Now half of the building had been turned into a trendy coffee bar—Tomasso’s Coffee Annex—serving breakfast pastries in the morning, and Italian desserts the rest of the day. Tiramisu, cannoli, pasticciotti, pignoli, rum cake. I would gladly call any of the selections dinner.

On this Tuesday evening, a group of four middle-aged women in various Hawaiian prints posed with a waitress in front of Tomasso’s famous coffee vat while a busboy took their photograph. On weekend nights patrons lined up for this shot. The vat, at the far end of the coffee bar, was enormous. A large gold eagle perched at the top of the center section. Highly polished, coppery gold, in three sections, it looked at once like a medieval religious triptych and a futuristic rocket launcher.

Billy kept a bulletin board behind the vat and posted photos, some of famous visitors, like former Boston mayors Curley and Tobin and even a Kennedy or two. Mixed in were postcards from patrons who sent messages to Billy when they returned to their homes in Indiana or Kansas.
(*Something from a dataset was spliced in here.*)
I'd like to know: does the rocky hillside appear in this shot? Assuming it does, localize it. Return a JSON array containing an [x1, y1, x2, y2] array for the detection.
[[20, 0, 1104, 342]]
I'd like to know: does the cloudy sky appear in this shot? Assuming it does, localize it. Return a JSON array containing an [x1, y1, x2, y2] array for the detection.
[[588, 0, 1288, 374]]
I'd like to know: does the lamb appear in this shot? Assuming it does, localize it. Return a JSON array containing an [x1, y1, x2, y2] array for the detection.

Although the vat hadn’t been used in my lifetime, I could imagine rich, dark liquid dripping from its elaborate valves.

“An oil refinery,” Rose said, as if she’d had the same image as me, except with oil instead of coffee pouring out of the shiny spouts. She wrinkled her nose, and I realized she was still trying to come to terms with an unlikely combination—her lovely, only daughter working as a chemical engineer, surrounded by hard hats and enormous drilling rigs.

A few years ago Rose had toured an oil refinery, humoring MC in her daughter’s attempt to share her work world. In her more recent research career MC had been involved in very clean laboratory work, experimenting with the newly discovered diamond fragments that lurked inside crude oil, and she’d also taught a chemistry class at Houston Poly. But Rose hadn’t made the adjustment. Besides, to Rose, one science or engineering field was the same as another.
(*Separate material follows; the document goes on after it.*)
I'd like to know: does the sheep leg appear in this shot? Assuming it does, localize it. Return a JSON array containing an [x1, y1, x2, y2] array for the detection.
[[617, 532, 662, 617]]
“You should have seen those steel pipes,” Rose had said to me. “Miles of them.”

“I have seen them,” I said.

“Oh, yes. I forgot it’s your fault MC is a scientist in the first place.” Rose’s happy grin always took the edge off comments like that.

I liked to think Rose was right, that MC had been influenced by me, her godmother, now-retired physicist Gloria Lamerino, who’d made MC a tiny white lab coat when she was four years old.
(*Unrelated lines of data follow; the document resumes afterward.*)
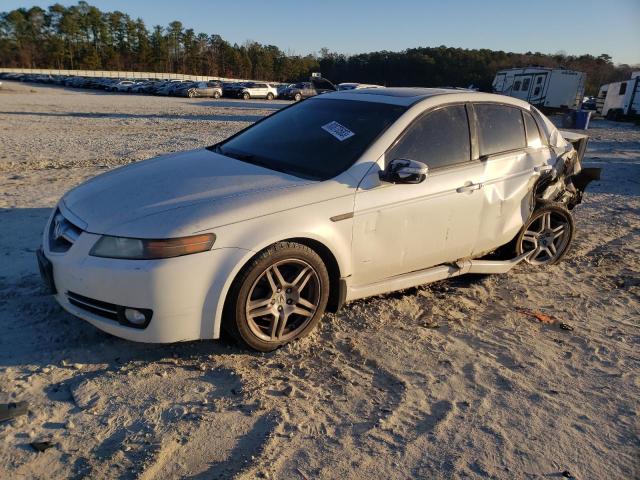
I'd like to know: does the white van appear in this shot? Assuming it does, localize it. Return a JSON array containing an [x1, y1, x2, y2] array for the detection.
[[492, 67, 587, 110]]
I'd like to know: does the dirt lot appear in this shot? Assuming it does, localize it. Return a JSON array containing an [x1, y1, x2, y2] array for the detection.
[[0, 82, 640, 479]]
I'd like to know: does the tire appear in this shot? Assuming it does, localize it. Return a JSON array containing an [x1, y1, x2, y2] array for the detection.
[[222, 242, 329, 352], [516, 203, 575, 266]]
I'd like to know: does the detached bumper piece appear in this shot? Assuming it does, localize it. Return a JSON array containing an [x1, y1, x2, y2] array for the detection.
[[36, 248, 57, 295], [67, 292, 153, 329]]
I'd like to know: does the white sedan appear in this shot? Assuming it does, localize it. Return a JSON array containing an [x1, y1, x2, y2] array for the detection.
[[38, 88, 599, 351]]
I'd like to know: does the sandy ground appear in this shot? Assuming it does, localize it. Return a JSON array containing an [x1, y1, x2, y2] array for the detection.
[[0, 82, 640, 479]]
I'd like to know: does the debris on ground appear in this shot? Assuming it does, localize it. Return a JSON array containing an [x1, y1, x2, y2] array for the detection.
[[516, 308, 573, 332], [517, 308, 558, 325], [0, 402, 29, 422], [29, 440, 56, 452]]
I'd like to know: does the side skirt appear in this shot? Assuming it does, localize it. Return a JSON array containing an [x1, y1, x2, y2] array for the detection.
[[346, 252, 531, 302]]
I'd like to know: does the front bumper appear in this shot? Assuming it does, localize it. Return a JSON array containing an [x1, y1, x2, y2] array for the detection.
[[42, 220, 247, 343]]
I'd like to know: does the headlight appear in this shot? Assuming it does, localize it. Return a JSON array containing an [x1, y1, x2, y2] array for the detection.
[[89, 233, 216, 260]]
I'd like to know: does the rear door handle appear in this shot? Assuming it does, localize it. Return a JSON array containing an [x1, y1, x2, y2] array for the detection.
[[456, 182, 482, 193]]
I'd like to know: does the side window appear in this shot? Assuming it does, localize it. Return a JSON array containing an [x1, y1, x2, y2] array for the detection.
[[474, 103, 526, 155], [522, 111, 542, 148], [385, 105, 471, 168]]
“How did you manage, Aunt G?” MC asked, bringing me to the present, where MC was no longer a toddler. “Working in that huge organization for so many years—there were eight thousand people at the Berkeley lab, right?”

“I only worked with six of them.”

Rose and MC laughed, but I knew what MC meant. I had to admit that I’d liked getting lost in an army of coworkers, the better to keep my private thoughts and feelings to myself. I thought of other advantages also, however, ones I could share with Rose and MC, and I recited them. “There’s a lot to be said for a big organization. You can move around, work on different projects, and still have the same employer, with all your benefits and a permanent office and phone number. And in my day, scientists at the big labs didn’t have to worry about bringing in their own funding. We all wrote grant proposals, of course, but even if nothing came through, you knew you could keep working.”

“Our tax dollars at work,” Rose said.

MC nodded. “Good points. But I think I’m headed for ‘small’ next time.”

Rose finally scooped a forkful of mushrooms from the top of her pizza and ate it. “MC thinks she might want to teach full-time, but those scientists at the Charger Street lab are after her already.”